Look at groups 1 and 2. There was virtually no difference in well-being between students who had achieved bothextrinsic and extrinsic goals (group 1), versus students who had achieved intrinsic goals only (group 2).
2. But if you haven’t attained intrinsic goals, your well-being suffers.
I think that group 3, in particular, is very interesting. Those students had high achievement of extrinsic goals, but low achievement of intrinsic goals. If you saw them, you might see them as attractive or successful. But they had terrible well-being!

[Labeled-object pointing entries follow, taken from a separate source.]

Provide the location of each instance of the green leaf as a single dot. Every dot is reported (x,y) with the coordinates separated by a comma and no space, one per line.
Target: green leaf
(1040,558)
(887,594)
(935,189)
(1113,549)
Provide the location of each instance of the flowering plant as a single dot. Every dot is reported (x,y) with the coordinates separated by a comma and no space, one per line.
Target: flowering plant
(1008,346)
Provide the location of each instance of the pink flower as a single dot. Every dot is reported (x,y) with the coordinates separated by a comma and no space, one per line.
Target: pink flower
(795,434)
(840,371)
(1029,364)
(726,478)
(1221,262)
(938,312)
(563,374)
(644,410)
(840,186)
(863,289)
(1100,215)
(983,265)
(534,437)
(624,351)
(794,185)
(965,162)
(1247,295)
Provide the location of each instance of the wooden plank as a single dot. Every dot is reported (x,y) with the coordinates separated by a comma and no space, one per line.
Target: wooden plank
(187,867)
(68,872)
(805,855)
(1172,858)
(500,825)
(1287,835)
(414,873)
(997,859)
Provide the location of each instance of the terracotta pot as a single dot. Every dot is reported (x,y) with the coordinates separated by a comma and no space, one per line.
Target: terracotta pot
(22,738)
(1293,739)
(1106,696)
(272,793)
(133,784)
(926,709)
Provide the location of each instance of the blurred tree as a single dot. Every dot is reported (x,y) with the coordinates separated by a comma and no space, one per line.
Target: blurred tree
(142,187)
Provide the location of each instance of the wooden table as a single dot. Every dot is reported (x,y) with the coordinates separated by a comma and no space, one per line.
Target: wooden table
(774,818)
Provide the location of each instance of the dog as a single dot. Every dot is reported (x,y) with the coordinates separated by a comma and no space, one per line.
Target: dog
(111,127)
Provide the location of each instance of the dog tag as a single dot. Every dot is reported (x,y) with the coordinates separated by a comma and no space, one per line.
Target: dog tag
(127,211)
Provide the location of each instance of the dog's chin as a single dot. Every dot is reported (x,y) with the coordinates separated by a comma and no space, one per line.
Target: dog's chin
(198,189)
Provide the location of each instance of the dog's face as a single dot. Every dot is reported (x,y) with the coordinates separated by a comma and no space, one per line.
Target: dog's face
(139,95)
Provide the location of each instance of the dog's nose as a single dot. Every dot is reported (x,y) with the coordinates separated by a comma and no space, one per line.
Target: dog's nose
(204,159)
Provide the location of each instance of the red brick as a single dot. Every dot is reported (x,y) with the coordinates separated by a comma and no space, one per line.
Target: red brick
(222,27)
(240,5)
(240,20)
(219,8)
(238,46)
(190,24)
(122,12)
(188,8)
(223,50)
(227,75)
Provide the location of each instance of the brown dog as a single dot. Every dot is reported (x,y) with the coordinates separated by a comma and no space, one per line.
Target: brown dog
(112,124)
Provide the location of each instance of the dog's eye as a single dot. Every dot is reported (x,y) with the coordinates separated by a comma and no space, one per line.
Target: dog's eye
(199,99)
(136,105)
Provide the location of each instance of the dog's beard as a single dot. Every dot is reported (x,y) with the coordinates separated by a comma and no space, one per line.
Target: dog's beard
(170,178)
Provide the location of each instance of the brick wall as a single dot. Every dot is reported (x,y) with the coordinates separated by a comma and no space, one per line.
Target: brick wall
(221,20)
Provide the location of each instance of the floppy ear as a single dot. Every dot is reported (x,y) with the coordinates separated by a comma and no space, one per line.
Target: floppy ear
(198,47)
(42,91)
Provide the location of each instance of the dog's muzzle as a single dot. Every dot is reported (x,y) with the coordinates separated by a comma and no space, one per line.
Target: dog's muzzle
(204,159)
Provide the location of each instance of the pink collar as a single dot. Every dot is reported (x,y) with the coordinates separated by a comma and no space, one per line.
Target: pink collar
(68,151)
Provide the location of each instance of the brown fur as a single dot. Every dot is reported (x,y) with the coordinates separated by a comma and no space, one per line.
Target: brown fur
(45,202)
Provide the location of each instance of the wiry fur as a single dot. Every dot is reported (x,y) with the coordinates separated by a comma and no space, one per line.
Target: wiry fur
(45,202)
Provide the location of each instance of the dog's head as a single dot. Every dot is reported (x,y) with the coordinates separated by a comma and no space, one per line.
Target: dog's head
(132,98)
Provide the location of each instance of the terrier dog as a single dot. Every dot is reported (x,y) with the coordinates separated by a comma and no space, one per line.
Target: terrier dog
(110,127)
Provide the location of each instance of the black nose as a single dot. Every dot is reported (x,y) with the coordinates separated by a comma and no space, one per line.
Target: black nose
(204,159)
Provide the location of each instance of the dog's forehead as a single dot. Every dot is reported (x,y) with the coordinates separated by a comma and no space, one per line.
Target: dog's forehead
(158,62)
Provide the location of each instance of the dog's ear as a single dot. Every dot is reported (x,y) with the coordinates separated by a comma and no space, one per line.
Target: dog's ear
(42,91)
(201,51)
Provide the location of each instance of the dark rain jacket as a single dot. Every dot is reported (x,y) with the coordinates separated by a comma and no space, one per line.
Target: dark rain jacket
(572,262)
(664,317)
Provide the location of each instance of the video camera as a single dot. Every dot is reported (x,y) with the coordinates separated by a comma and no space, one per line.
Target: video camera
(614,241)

In fact, there’s not a ton of differences between students in group 3 (high extrinsic achievement, low intrinsic achievement) and group 4 (low achievement on both). A small difference, to be sure — it’s better to achieve something than nothing at all — but not as much as you’d think.
…
The reason that I gasped when I saw this study was because even though I’ve heard all of the classic reminders that “being beautiful or successful can’t buy happiness” and “good relationships are what matters most,” I can still find myself wanting to achieve “impressive” things, on some level. Don’t you?
I had never seen, in such stark terms, how little those things actually matter for well-being.
And so, here’s my offering for this week: Have you reflected on your goals lately? How many of your goals are intrinsic? How many are extrinsic?
* Technically, Kasser and Ryan compared goal attainment, on the x axis, and “correlation with well-being” on the y-axis in their original study, but Kasser, in The High Price of Materialism, simplified “correlation with well-being” to “well-being,” and I’ve chosen to do the same here.
(For anyone that’s curious, I originally saw this chart in Tim Kasser’s The High Price of Materialism, p. 44-46. I fully understood the study by going back to Kasser and Ryan’s original paper summarizing the data, which you can access here.)
As always, I’m rooting for you. You’ve got this.